A landowner's decision to negotiate a right-of-way agreement with Williams or to instead require Williams to use eminent domain to acquire the right-of-way is their most influential input to the FERC review process.
FERC establishes quite clearly in its published policy statement, Certification of New Interstate Natural Gas Pipeline Facilities, that whether landowners negotiate right-of-way agreements with the pipeline company or instead require the pipeline company to obtain the necessary rights-of-way via eminent domain directly impacts their review process. This FERC policy is available for review on the FERC website in three parts: PL99-3-000, PL99-3-001, and PL99-3-002 (after considerable background, the policy description begins on page 18 of PL99-3-000).
Consider the following:
If you do not record your decision on the docket (click here for instructions), it may be invisible to FERC, particularly if your decision is to require that Williams use eminent domain for your property. Two years ago, one pipeline company seems to have surprised FERC with the large number of eminent domain proceedings it filed immediately after receiving FERC approval (read about it here).

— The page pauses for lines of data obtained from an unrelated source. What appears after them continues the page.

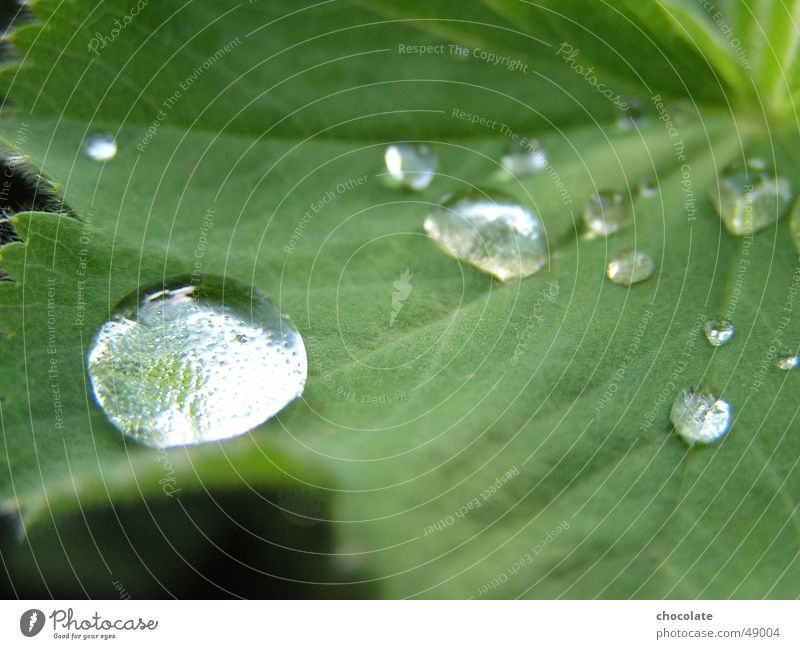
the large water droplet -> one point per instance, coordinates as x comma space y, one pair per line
186, 362
605, 213
101, 146
525, 157
699, 417
630, 267
490, 231
411, 165
789, 362
750, 197
718, 332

If you would rather not attach your name to your decision on the docket, you could use the Line List Number for your property that appears on the maps and other documents you have received from Williams, as that will be sufficient for FERC to record and verify the information. Using your Line List Number is not perfectly anonymous, but as Williams has filed the list of names that match the line list numbers as privileged information (i.e., inaccessible to the public), for most people it would require some digging to make the association.